I got a 08 rs4 wheel to work in my 02 S6. I've seen threads about the paddles working.


----------



## UmbroVR6 (May 23, 2000)

do you have pictures of wheel?

i really don't care about paddles, i really don't want to lose my stereo controls functions

skip song and volume.

thanks!


----------



## shadowdglx (Aug 1, 2002)

UmbroVR6 said:


> do you have pictures of wheel?
> 
> i really don't care about paddles, i really don't want to lose my stereo controls functions
> 
> ...


----------



## UmbroVR6 (May 23, 2000)

do you know what parts i need to make this work?

also do your radio functions work?


----------



## shadowdglx (Aug 1, 2002)

UmbroVR6 said:


> do you know what parts i need to make this work?
> 
> also do your radio functions work?


I know what parts I used to make it work. Not sure on every model. 

I have track foreword and back. Volume up and down. And fast foreword on the left rotary knob when pressed.


----------



## UmbroVR6 (May 23, 2000)

can you help me out and provide me with part numbers and instructions?

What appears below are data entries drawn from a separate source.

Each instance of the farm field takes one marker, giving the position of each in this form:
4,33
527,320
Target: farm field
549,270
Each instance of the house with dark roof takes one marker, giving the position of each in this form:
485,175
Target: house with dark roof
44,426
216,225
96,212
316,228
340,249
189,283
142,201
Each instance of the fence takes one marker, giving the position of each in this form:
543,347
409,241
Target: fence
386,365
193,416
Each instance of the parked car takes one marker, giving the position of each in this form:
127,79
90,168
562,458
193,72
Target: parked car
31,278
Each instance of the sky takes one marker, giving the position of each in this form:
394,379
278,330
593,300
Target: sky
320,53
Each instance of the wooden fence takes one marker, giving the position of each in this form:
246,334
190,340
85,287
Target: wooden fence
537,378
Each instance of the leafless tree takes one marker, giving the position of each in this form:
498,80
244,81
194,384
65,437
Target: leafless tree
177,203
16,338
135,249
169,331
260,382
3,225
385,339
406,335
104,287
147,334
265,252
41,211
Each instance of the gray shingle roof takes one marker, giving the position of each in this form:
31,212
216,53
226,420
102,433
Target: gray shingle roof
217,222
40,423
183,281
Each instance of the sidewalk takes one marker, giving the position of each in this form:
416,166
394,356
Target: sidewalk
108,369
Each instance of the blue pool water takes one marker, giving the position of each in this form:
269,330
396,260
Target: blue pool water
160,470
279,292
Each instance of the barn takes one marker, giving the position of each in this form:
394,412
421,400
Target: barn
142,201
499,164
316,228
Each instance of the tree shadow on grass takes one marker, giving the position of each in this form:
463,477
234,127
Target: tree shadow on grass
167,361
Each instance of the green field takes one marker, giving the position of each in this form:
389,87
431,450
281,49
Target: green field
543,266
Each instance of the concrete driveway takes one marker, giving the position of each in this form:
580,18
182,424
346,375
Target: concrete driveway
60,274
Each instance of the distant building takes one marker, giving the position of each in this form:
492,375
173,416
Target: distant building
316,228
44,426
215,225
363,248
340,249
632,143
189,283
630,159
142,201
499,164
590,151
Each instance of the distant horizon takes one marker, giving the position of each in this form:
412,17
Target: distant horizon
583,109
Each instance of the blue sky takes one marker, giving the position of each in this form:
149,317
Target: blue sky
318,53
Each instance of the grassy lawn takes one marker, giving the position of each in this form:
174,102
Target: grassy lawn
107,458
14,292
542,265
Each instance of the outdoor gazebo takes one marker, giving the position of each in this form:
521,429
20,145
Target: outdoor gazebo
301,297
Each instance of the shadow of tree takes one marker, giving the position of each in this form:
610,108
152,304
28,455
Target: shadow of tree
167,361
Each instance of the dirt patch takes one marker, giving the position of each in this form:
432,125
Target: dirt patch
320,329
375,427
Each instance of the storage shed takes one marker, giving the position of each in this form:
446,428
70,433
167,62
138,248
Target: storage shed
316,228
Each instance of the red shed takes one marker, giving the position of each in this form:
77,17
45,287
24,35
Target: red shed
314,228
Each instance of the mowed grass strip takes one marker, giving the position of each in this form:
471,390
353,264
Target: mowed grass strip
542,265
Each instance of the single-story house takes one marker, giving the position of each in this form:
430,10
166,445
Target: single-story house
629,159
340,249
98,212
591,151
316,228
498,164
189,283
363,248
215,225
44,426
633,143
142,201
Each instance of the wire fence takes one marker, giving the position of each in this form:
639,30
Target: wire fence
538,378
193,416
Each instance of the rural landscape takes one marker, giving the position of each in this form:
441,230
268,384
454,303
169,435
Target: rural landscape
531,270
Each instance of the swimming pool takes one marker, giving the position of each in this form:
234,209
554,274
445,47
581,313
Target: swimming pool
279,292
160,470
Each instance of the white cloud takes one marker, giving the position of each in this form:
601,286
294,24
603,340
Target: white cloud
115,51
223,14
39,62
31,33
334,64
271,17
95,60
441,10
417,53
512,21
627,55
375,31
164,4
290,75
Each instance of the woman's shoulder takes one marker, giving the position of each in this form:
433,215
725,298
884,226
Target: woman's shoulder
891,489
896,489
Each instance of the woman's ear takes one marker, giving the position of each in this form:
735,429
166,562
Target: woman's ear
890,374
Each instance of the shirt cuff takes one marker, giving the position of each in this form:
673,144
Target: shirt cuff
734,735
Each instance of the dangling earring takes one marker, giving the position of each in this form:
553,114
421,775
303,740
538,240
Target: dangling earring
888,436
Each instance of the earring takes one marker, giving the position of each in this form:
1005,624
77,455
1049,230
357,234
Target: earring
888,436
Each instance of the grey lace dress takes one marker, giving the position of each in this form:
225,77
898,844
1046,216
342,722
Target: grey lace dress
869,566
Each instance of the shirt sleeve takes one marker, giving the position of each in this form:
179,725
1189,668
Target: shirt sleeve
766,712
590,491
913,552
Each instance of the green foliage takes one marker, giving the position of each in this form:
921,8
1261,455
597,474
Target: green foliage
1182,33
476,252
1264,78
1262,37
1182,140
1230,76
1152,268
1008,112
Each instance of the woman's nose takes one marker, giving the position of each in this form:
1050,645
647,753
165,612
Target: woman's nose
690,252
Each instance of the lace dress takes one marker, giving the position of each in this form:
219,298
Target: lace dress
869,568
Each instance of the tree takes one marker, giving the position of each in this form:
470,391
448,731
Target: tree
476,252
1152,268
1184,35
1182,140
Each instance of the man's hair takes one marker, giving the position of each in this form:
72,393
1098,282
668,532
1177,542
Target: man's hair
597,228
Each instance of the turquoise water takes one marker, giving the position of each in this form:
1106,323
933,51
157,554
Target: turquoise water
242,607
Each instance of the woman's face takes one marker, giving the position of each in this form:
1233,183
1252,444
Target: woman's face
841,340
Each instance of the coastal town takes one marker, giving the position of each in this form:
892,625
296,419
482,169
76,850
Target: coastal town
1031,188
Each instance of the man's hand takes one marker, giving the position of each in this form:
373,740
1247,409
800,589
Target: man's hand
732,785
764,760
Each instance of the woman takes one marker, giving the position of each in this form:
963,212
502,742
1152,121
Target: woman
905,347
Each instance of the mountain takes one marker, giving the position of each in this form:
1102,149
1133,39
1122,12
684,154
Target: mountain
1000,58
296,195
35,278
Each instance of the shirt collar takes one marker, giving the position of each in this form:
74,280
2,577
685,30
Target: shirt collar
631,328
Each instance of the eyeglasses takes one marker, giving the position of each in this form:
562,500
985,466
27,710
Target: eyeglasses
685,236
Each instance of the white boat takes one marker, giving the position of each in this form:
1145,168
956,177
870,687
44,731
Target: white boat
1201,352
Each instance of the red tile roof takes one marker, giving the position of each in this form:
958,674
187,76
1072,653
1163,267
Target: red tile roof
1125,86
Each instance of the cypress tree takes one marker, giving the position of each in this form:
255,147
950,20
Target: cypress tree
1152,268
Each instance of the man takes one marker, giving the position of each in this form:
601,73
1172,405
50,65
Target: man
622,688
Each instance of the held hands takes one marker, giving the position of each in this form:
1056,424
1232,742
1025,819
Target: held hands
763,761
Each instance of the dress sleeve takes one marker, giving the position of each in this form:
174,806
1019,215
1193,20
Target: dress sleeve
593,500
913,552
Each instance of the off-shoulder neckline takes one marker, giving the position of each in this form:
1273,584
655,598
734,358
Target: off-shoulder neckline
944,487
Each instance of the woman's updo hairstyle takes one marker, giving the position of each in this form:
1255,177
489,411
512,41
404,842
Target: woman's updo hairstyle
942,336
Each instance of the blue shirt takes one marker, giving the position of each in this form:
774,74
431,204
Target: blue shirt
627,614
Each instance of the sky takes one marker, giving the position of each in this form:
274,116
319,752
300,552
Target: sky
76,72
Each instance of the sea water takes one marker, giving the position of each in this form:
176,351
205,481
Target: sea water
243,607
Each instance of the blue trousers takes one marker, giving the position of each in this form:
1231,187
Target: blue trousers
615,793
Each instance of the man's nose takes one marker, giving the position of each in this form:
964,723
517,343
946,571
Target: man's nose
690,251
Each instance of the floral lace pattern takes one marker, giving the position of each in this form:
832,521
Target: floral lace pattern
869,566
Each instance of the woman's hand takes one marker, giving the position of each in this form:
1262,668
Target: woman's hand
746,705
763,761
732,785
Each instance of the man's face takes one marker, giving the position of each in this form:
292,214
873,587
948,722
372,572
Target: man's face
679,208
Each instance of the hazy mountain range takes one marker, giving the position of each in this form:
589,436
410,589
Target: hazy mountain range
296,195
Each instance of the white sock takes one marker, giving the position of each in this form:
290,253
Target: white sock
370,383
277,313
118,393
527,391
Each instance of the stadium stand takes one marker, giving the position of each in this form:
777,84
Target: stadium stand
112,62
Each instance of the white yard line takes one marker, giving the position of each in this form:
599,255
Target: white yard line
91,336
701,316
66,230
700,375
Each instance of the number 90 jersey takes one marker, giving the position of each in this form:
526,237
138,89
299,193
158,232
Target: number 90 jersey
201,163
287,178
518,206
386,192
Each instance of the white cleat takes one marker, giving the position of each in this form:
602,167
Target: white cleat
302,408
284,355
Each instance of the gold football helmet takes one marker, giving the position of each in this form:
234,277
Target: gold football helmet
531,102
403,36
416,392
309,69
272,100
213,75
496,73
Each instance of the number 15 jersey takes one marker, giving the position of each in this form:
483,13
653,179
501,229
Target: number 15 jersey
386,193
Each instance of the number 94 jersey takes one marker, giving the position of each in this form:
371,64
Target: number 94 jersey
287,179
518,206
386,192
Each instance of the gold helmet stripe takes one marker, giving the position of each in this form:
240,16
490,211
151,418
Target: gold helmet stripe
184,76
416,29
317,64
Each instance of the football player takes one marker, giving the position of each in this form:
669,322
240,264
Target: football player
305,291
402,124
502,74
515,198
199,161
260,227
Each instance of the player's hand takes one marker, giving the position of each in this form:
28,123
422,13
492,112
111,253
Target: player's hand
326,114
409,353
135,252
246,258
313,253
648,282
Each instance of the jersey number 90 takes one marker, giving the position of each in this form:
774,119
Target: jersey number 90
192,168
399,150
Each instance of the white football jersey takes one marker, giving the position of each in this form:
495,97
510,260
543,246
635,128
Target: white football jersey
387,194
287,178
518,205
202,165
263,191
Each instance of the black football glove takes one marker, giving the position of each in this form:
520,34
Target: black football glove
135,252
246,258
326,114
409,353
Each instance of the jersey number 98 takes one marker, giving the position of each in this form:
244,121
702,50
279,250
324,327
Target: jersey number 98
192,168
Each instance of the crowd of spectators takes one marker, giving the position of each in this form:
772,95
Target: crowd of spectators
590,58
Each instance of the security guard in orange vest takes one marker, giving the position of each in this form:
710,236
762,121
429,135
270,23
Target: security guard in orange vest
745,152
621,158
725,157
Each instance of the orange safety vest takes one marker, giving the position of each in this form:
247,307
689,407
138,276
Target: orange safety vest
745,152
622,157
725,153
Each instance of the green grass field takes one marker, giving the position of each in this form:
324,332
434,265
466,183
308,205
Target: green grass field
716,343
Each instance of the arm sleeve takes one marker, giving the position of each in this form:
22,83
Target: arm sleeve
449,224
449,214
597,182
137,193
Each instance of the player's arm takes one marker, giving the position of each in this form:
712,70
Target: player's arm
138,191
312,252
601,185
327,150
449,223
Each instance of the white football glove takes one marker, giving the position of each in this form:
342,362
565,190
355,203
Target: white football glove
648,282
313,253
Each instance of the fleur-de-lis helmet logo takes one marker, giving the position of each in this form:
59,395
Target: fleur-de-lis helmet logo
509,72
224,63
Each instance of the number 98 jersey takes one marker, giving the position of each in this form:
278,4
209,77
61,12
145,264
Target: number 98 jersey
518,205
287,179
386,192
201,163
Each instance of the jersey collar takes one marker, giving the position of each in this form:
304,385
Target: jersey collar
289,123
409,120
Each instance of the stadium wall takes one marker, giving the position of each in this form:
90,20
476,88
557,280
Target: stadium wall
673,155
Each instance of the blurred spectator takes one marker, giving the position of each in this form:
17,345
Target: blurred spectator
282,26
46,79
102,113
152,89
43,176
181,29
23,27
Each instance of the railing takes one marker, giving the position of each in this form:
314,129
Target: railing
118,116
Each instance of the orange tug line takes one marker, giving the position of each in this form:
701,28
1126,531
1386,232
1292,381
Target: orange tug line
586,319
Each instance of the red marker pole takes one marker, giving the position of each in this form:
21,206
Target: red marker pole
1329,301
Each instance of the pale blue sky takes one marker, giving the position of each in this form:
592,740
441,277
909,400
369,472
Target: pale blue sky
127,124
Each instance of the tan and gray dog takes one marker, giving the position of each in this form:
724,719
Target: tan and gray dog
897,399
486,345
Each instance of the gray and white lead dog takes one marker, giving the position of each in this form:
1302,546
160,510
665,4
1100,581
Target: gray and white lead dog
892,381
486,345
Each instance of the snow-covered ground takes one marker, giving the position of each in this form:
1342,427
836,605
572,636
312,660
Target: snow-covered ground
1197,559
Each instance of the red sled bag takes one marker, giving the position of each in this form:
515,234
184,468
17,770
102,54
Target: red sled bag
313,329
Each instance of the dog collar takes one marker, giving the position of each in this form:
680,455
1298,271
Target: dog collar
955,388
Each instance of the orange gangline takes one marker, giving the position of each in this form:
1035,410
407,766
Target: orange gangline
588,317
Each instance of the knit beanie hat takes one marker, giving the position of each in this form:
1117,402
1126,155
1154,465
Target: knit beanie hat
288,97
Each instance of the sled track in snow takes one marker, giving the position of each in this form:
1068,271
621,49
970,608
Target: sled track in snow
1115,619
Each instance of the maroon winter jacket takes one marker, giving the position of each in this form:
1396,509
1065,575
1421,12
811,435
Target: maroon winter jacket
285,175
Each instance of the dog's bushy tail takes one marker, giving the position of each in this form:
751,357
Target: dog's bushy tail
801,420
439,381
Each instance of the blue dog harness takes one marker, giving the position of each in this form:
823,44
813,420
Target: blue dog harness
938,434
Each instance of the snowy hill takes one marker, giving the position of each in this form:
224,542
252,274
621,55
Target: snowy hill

any actual pictures of how it looks on the s6?

thanks!


----------



## shadowdglx (Aug 1, 2002)

UmbroVR6 said:


> can you help me out and provide me with part numbers and instructions?
> 
> any actual pictures of how it looks on the s6?
> 
> thanks!


I'll offer the same package as I did for others who have asked. 
I have hundreds of dollars of trial and error and going through it with a Audi guru in Spain through broken English emails. 

For 150 I'll give you a "how to" and pictures of my install. I'll offer what tech support I figured out over the 6 months I did the project. I'll offer what parts are needed along with part numbers I used. 

The only thing I can guarantee is it working in a 02 s6. It should work in any facelift c5 platform... Should is the keyword. 

Pm me your email and I'll send you a video of it installed and working. 

Normally I'd just do a DIY and spread the wealth but this was such a pain to get the info and, as far as I know, I'm one of the only in the states who has figured this out...


----------



## UmbroVR6 (May 23, 2000)

send me the video please.

thank you.


----------



## UmbroVR6 (May 23, 2000)

send me the video please.

thank you.


----------



## shadowdglx (Aug 1, 2002)

UmbroVR6 said:


> send me the video please.
> 
> thank you.


...did you pm me you email?


----------



## ChrisRoser (Nov 26, 2007)

shadowdglx said:


> I'll offer the same package as I did for others who have asked.
> I have hundreds of dollars of trial and error and going through it with a Audi guru in Spain through broken English emails.
> 
> For 150 I'll give you a "how to" and pictures of my install. I'll offer what tech support I figured out over the 6 months I did the project. I'll offer what parts are needed along with part numbers I used.
> ...


Your able to get the different stage airbag to properly function?


----------



## shadowdglx (Aug 1, 2002)

ChrisRoser said:


> Your able to get the different stage airbag to properly function?


Well there is no light if that's what you're asking. Will it blow correctly in an accident, haven't tested that yet. Supposedly the tech I worked with says it will. Honestly I've driven pre 70's cars for a lot of my life and they never had airbags.


----------